Numerical modeling constrained by environmental isotopes for sustainable development of partially renewable aquifers in desert area

Abstract

Sustainable groundwater resources are a critical issue for national development in developing countries like Egypt, which is characterized by a semi-arid to arid climate and low per capita share of fresh water as a result of progressive population increase and especially after the construction of the Great Ethiopian Renaissance Dam. It is mandatory to adopt and modify methods suitable for preserving and efficient use of available water resources. The Eocene carbonate aquifer in the desert area under study (West El-Minia, Mid-Upper Egypt) is partially renewable; its sustainable development in irrigation is explored in this work. The (recharge–withdraw–exploit) regimes have been optimized by keeping the well abstraction below the fraction of renewable recharge and maximizing the exploit by selecting low water -consuming crops of high economic value.

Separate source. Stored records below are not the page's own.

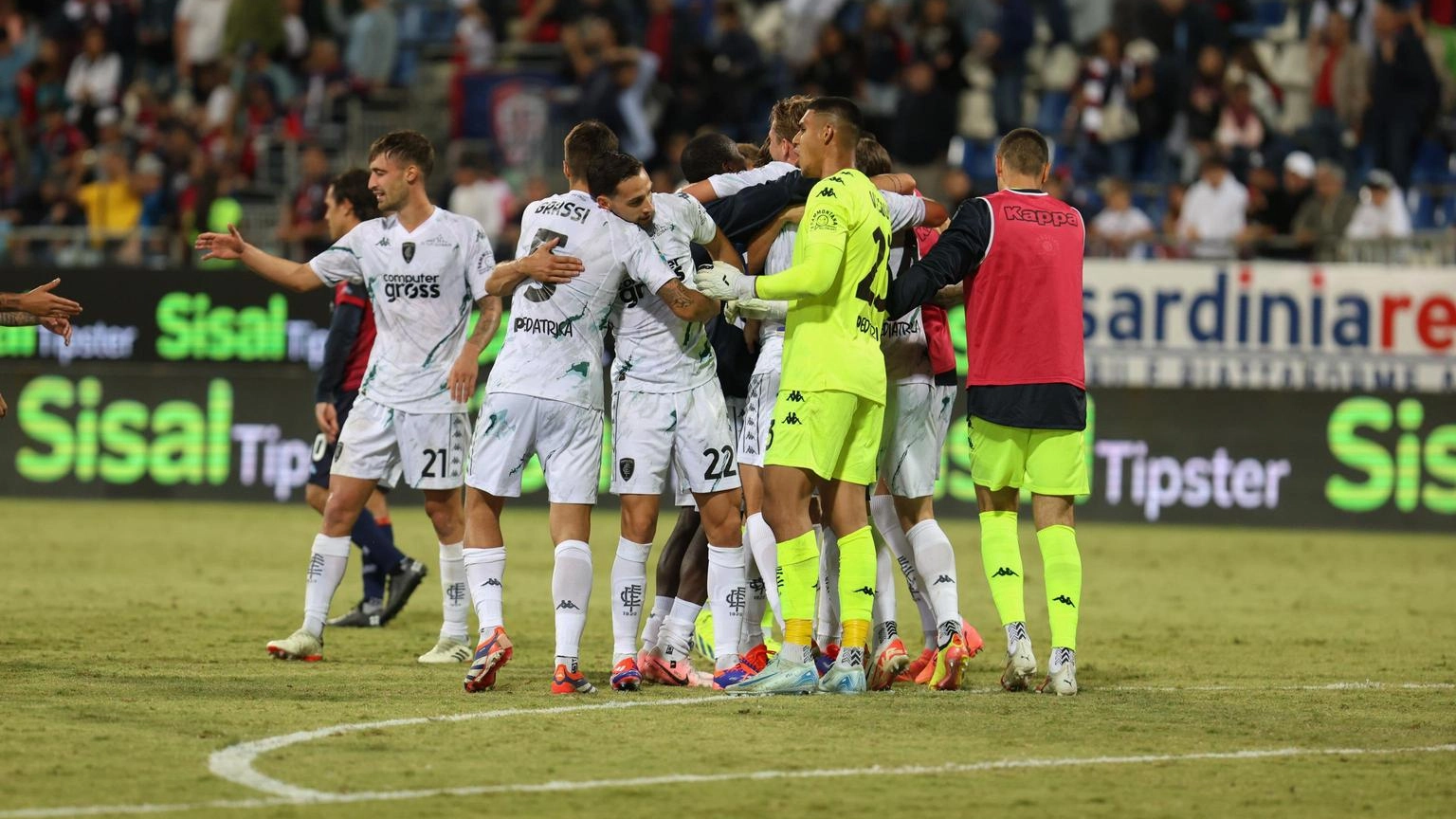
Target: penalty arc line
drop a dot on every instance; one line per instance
(235, 762)
(728, 777)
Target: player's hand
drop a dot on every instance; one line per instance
(722, 282)
(59, 327)
(44, 303)
(222, 246)
(464, 374)
(549, 268)
(328, 418)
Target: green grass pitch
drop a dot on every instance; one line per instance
(133, 640)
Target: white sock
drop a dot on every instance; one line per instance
(887, 626)
(654, 621)
(728, 596)
(935, 561)
(453, 592)
(766, 555)
(883, 512)
(326, 564)
(485, 574)
(571, 592)
(628, 592)
(676, 639)
(757, 604)
(826, 608)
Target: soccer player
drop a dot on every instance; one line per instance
(920, 365)
(347, 201)
(426, 268)
(545, 398)
(38, 306)
(668, 415)
(830, 404)
(1019, 252)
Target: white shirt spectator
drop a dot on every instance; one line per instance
(486, 201)
(1385, 220)
(1123, 227)
(1213, 216)
(206, 21)
(95, 82)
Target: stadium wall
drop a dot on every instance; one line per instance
(1271, 395)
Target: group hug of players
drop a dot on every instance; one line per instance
(779, 362)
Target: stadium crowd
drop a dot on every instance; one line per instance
(1183, 127)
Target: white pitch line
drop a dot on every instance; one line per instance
(235, 762)
(728, 777)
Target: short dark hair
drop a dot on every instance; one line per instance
(609, 170)
(589, 140)
(871, 157)
(850, 121)
(405, 148)
(1024, 151)
(709, 154)
(353, 187)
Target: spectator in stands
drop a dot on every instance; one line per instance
(1004, 46)
(94, 82)
(301, 220)
(1241, 130)
(1213, 211)
(113, 206)
(1380, 213)
(198, 35)
(1341, 75)
(1121, 229)
(1273, 209)
(834, 69)
(1404, 92)
(373, 44)
(1104, 108)
(482, 195)
(1323, 217)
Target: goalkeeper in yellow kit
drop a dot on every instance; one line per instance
(830, 406)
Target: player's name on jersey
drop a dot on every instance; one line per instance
(1267, 371)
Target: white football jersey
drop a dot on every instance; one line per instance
(423, 286)
(730, 184)
(904, 211)
(903, 341)
(554, 341)
(659, 352)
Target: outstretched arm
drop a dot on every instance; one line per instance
(288, 274)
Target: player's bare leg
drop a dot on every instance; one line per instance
(1062, 567)
(640, 515)
(485, 576)
(1001, 558)
(326, 564)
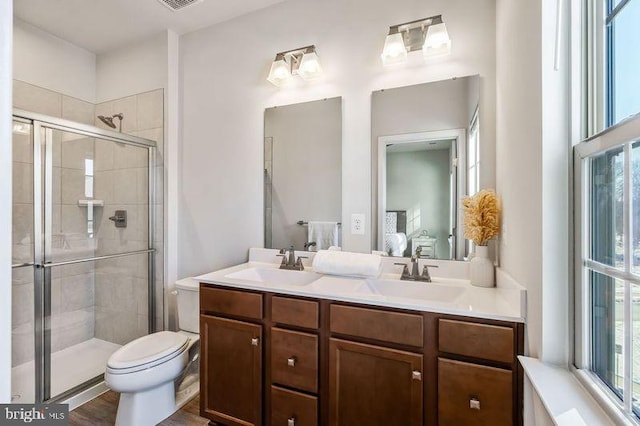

A novel approach is introduced in this work by integrating isotope hydrology techniques with numerical modeling; environmental isotopes (18O and D) contents of 62 groundwater samples have been used to determine and map the contribution of recent recharge in the study area (from 10 to 95%) and to constrain the acceptable reduction in hydraulic head allowed under an optimized withdraw and usage regime. Different scenarios were proposed by changing (rate of pumping, number of wells, wells distribution and irrigated crops) and simulating aquifer behavior to achieve the sustainable yield goals and the best plan for groundwater management in the study area. Graphical abstract: [Figure not available: see fulltext.].